3 1003004870 .       .
4 1003005810 100128       .
5 1003006552 100121 100157     .
6 1003008533 100018 100012 100244   .

 

Doctors and hospitals are all identified by unique codes. In the example above, I have 6 doctors and 7 hospitals (100018, 100012, 100244, 100121, 100157, 100128, and  100072) . Note that doctor in row 3 are not affiliated with any hospitals. 
I need to create a new table, with 3 columns. First and second column should show pairs of hospitals and the third column show show the number of doctors that are shared between them. In this example, as shown in row 5, hospitals 100121 and 100157 share 1 physician with each other, also, as shown in row 6, hospitals 100018, 10012 and 100244 each share one physician with each other, therefore the resulting data set should look like this, also please note that in the output, where both hospitals in column 1 and 2 are eqaul, the value in column 3 shows the total number of physicians that are affiliated with that hospital. For example, hospital code 100072 has 2 physicians affiliated with it (1003000522 and 1003002106)
 
Hosp1        Hosp2       #Shared_Docs
100072       100072       2
100128       100128       1
100121       100121       1
100121       100157       1
100018       100018       1
100018       100012       1
100018       100244       1
100012       100012       1
100012       100244       1
100244       100244       1
   
1 ACCEPTED SOLUTION

Accepted Solutions
mkeintz
PROC Star

This is really a two-step task:  (1) write out all the pairs, and (2) get a frequency of all pairs.  The second step is trivial - it's what PROC FREQ is made for.  The first step is straightforward:

 

data have;
infile cards truncover;
input Obs	doctor	hosp1	hosp2	hosp3	hosp4	hosp5;
cards;
1	1003000522	100072	 	 	 	.
2	1003002106	100072	 	 	 	.
3	1003004870	.	 	 	 	.
4	1003005810	100128	 	 	 	.
5	1003006552	100121	100157	 	 	.
6	1003008533	100018	100012	100244	 	.
;

data temp  (keep=obs doctor hosp1 hosp2);
  set have (rename=(hosp1=dummy1 hosp2=dummy2));
  array h {*} dummy1-dummy2 hosp3-hosp5;
  nh=n(of h{*});
  if nh>0;
  do h1=1 to nh;
    do h2=h1 to nh;
      hosp1=min(h{h1},h{h2});
      hosp2=max(h{h1},h{h2});
      output;
    end;
  end;
run;
proc freq data=temp  noprint ;
  tables hosp1 * hosp2 /out=want (keep=hosp1 hosp2 count);
run;
  1. In the DATA TEMP step, notice I rename HOSP1 and HOSP2 to DUMMY1 DUMMY2 respectively.  That's just so I can re-use the names HOSP1 and HOSP2 in the output.
  2. The array is there just to provide a framework for finding all pairs (including self-pairs).
  3. Because the hospitals are not sorted within each observation, you need the MIN and MAX functions when assigning members of each pair to HOSP1 and HOSP2.
--------------------------
The hash OUTPUT method will overwrite a SAS data set, but not append.
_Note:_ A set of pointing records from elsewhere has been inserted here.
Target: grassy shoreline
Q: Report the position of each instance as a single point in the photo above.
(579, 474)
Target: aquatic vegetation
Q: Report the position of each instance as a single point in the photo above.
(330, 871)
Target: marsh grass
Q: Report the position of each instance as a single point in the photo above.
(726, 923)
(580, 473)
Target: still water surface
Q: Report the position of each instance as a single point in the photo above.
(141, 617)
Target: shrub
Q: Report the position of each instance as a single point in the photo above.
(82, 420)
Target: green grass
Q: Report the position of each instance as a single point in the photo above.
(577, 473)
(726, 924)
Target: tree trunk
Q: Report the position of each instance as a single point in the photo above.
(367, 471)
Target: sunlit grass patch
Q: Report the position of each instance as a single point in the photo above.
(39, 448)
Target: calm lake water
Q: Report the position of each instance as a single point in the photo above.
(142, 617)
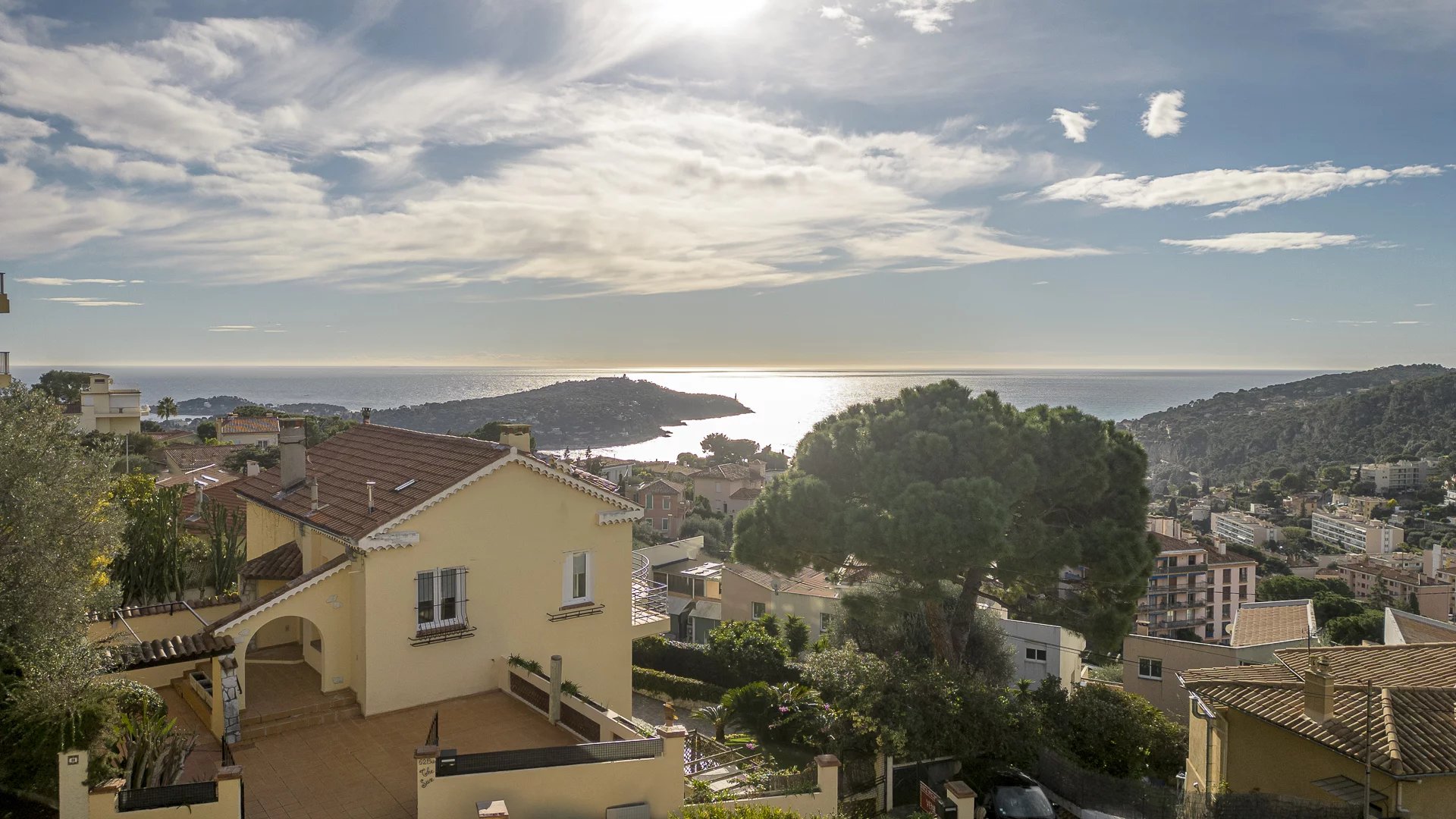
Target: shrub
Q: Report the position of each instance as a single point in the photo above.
(674, 687)
(748, 651)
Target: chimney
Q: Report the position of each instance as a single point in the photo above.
(291, 460)
(517, 436)
(1320, 691)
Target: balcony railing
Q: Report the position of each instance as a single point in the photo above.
(647, 594)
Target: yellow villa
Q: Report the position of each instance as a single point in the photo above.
(1308, 723)
(413, 610)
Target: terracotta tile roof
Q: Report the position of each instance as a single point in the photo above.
(1414, 730)
(283, 563)
(1416, 629)
(223, 496)
(389, 457)
(1273, 621)
(322, 569)
(804, 582)
(181, 649)
(165, 608)
(726, 472)
(191, 457)
(246, 426)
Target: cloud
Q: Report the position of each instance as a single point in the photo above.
(108, 162)
(92, 302)
(57, 281)
(1074, 123)
(927, 17)
(854, 25)
(1164, 115)
(1242, 190)
(1263, 242)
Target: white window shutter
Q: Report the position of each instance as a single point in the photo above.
(565, 579)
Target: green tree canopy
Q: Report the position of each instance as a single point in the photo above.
(940, 487)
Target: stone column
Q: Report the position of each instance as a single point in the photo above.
(963, 798)
(555, 689)
(73, 783)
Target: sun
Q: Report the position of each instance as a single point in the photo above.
(708, 15)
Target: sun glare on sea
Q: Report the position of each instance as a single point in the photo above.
(708, 15)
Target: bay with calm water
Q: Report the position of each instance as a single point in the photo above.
(785, 403)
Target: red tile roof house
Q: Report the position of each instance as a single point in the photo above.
(664, 506)
(254, 431)
(392, 579)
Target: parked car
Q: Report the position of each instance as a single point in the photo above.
(1017, 796)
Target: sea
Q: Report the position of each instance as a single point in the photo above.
(785, 403)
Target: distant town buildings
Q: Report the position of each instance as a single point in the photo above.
(1242, 528)
(1398, 475)
(1354, 532)
(1429, 595)
(248, 430)
(107, 409)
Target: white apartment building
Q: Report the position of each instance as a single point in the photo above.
(1398, 475)
(1242, 528)
(1354, 532)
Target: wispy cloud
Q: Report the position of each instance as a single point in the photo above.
(58, 281)
(855, 25)
(1164, 115)
(1264, 242)
(92, 302)
(927, 17)
(1074, 123)
(1241, 190)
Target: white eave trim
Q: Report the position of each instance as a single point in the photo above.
(249, 614)
(626, 510)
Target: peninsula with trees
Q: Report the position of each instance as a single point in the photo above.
(1404, 410)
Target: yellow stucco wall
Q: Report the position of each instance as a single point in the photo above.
(1253, 755)
(511, 531)
(561, 792)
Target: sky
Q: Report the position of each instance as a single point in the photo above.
(753, 183)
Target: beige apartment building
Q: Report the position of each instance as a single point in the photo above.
(1354, 532)
(1242, 528)
(1232, 579)
(1430, 595)
(1398, 475)
(108, 409)
(1152, 667)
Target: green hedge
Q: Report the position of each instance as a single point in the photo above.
(674, 687)
(693, 661)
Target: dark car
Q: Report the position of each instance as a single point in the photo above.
(1017, 796)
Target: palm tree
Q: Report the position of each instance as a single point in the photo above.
(715, 714)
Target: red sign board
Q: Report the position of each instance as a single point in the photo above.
(929, 802)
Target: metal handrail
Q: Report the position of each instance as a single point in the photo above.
(647, 594)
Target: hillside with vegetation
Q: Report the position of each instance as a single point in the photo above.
(1337, 419)
(576, 414)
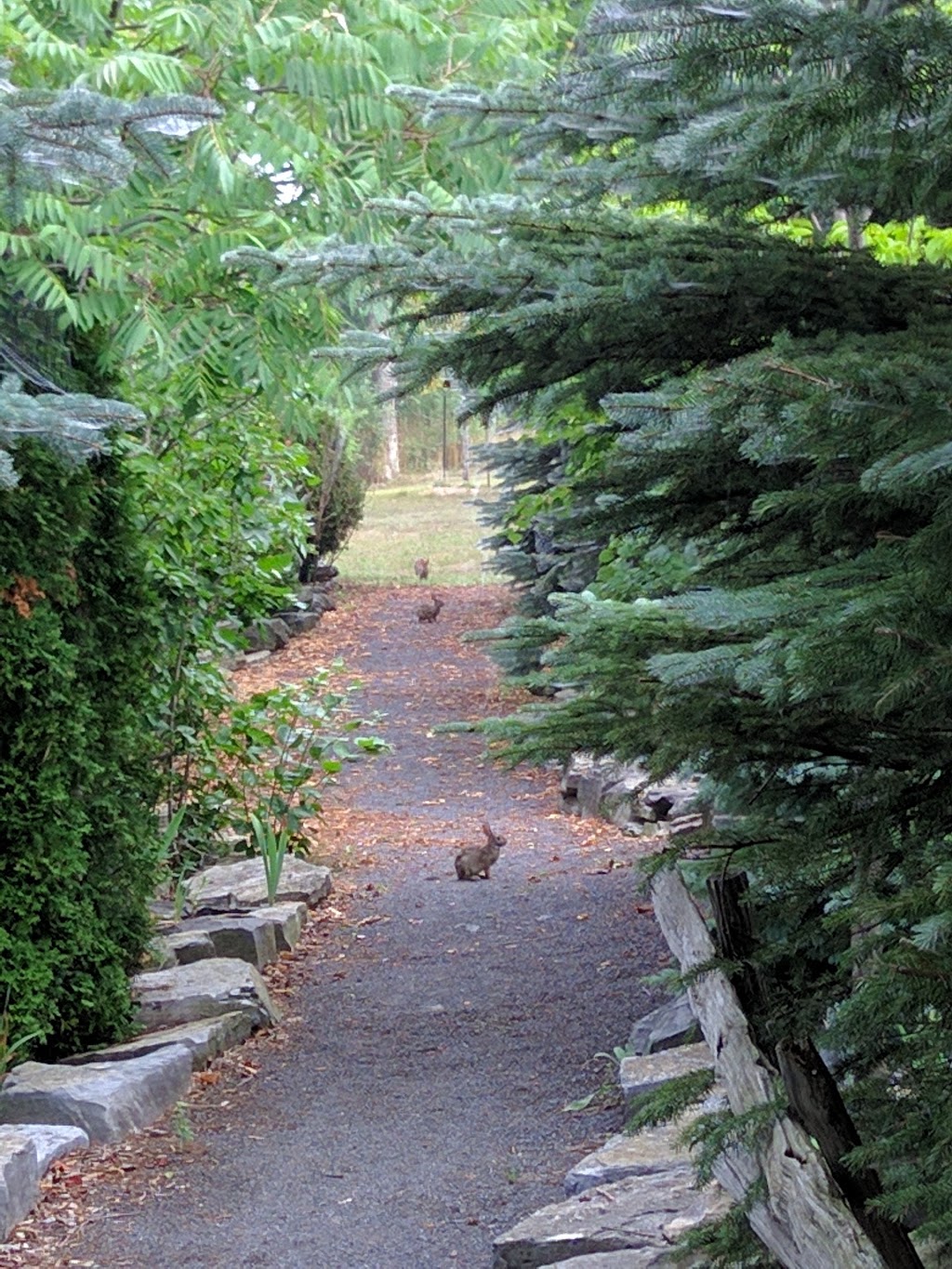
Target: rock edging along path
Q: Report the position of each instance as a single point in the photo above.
(414, 1109)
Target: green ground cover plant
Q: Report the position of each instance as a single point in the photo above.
(406, 521)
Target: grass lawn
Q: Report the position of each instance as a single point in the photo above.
(406, 521)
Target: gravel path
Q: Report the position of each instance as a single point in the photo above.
(416, 1108)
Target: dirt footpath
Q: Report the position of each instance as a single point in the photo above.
(412, 1105)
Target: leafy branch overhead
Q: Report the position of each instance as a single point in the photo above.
(729, 510)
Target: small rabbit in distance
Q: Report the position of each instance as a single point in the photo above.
(430, 612)
(475, 862)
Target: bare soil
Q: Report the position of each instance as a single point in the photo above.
(412, 1104)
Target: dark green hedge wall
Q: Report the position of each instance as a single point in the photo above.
(76, 753)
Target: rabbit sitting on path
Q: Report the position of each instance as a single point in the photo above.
(475, 862)
(430, 612)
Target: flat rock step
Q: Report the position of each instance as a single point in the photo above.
(108, 1101)
(205, 989)
(205, 1039)
(25, 1153)
(653, 1150)
(641, 1213)
(649, 1071)
(242, 885)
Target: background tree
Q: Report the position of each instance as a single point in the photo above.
(750, 420)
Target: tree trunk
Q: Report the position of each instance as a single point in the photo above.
(385, 382)
(465, 451)
(802, 1220)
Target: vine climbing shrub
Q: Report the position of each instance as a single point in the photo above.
(77, 853)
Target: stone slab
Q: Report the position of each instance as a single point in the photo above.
(205, 989)
(641, 1213)
(646, 1073)
(187, 946)
(242, 885)
(240, 937)
(653, 1150)
(205, 1039)
(670, 1025)
(20, 1178)
(108, 1101)
(288, 919)
(629, 1259)
(52, 1140)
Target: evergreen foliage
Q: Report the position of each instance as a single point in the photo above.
(77, 773)
(760, 444)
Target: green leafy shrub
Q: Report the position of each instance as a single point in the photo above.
(259, 774)
(76, 758)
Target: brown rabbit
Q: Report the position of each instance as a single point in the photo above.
(475, 862)
(430, 612)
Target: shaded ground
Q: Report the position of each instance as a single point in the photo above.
(412, 1105)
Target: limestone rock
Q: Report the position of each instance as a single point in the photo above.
(267, 635)
(298, 621)
(646, 1073)
(240, 937)
(20, 1178)
(642, 1213)
(256, 937)
(205, 989)
(669, 1025)
(242, 885)
(186, 946)
(25, 1153)
(631, 1259)
(107, 1099)
(288, 920)
(205, 1039)
(653, 1150)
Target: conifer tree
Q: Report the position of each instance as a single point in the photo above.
(758, 433)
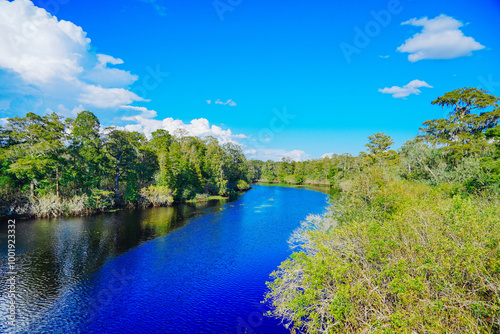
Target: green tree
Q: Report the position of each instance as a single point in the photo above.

That can be costly. Consider voting for Add a HASH object method which would append a hash object to an existing SAS data set

Would enabling PROC SORT to simultaneously output multiple datasets be useful? Then vote for
Allow PROC SORT to output multiple datasets

--------------------------

View solution in original post

4 REPLIES 4
novinosrin
Tourmaline | Level 20
data have;
infile cards truncover;
input Obs	doctor	hosp1	hosp2	hosp3	hosp4	hosp5;
cards;
1	1003000522	100072	 	 	 	.
2	1003002106	100072	 	 	 	.
3	1003004870	.	 	 	 	.
4	1003005810	100128	 	 	 	.
5	1003006552	100121	100157	 	 	.
6	1003008533	100018	100012	100244	 	.
;

proc transpose data=have out=temp(drop=_name_ where=(col1 ne .));
by doctor;
var hosp:;
run;

data want ;
 if _n_=1 then do;
  if 0 then set temp(rename=(col1=hosp1)) temp(rename=(col1=hosp2));
  dcl hash H (dataset:'temp(rename=(col1=hosp2))',multidata:'y') ;
  h.definekey  ("doctor") ;
  h.definedata ("hosp2") ;
  h.definedone () ;
 end;
 do Shared_Docs=1 by 1 until(last.hosp1);
  set temp(rename=(col1=hosp1));
  by hosp1 notsorted;
  do until(not _t) ; 
   do rc = h.find() by 0 while (rc = 0) ; 
    h.has_next(result:_t) ;  
    if hosp1=hosp2 then h.removedup() ; 
	if last.hosp1 then output;
    rc=h.find_next();
   end ;
  end ;
 end;
 drop _t rc doctor;
run;

/*Or perhaps a better bet to Sort the transposed dataset before the Hash*/

 

 

data have;
infile cards truncover;
input Obs	doctor	hosp1	hosp2	hosp3	hosp4	hosp5;
cards;
1	1003000522	100072	 	 	 	.
2	1003002106	100072	 	 	 	.
3	1003004870	.	 	 	 	.
4	1003005810	100128	 	 	 	.
5	1003006552	100121	100157	 	 	.
6	1003008533	100018	100012	100244	 	.
;

proc transpose data=have out=temp(drop=_name_ where=(col1 ne .));
by doctor;
var hosp:;
run;

proc sort data=temp ;
by col1;
run;

data want ;
 if _n_=1 then do;
  if 0 then set temp(rename=(col1=hosp1)) temp(rename=(col1=hosp2));
  dcl hash H (dataset:'temp(rename=(col1=hosp2))',multidata:'y') ;
  h.definekey  ("doctor") ;
  h.definedata ("hosp2") ;
  h.definedone () ;
 end;
 do Shared_Docs=1 by 1 until(last.hosp1);
  set temp(rename=(col1=hosp1));
  by hosp1 ;
  do until(not _t) ; 
   do rc = h.find() by 0 while (rc = 0) ; 
    h.has_next(result:_t) ;  
    if hosp1=hosp2 then h.removedup() ; 
	if last.hosp1 then output;
    rc=h.find_next();
   end ;
  end ;
 end;
 drop _t rc doctor;
run;
mkeintz
PROC Star

This is really a two-step task:  (1) write out all the pairs, and (2) get a frequency of all pairs.  The second step is trivial - it's what PROC FREQ is made for.  The first step is straightforward:

 

data have;
infile cards truncover;
input Obs	doctor	hosp1	hosp2	hosp3	hosp4	hosp5;
cards;
1	1003000522	100072	 	 	 	.
2	1003002106	100072	 	 	 	.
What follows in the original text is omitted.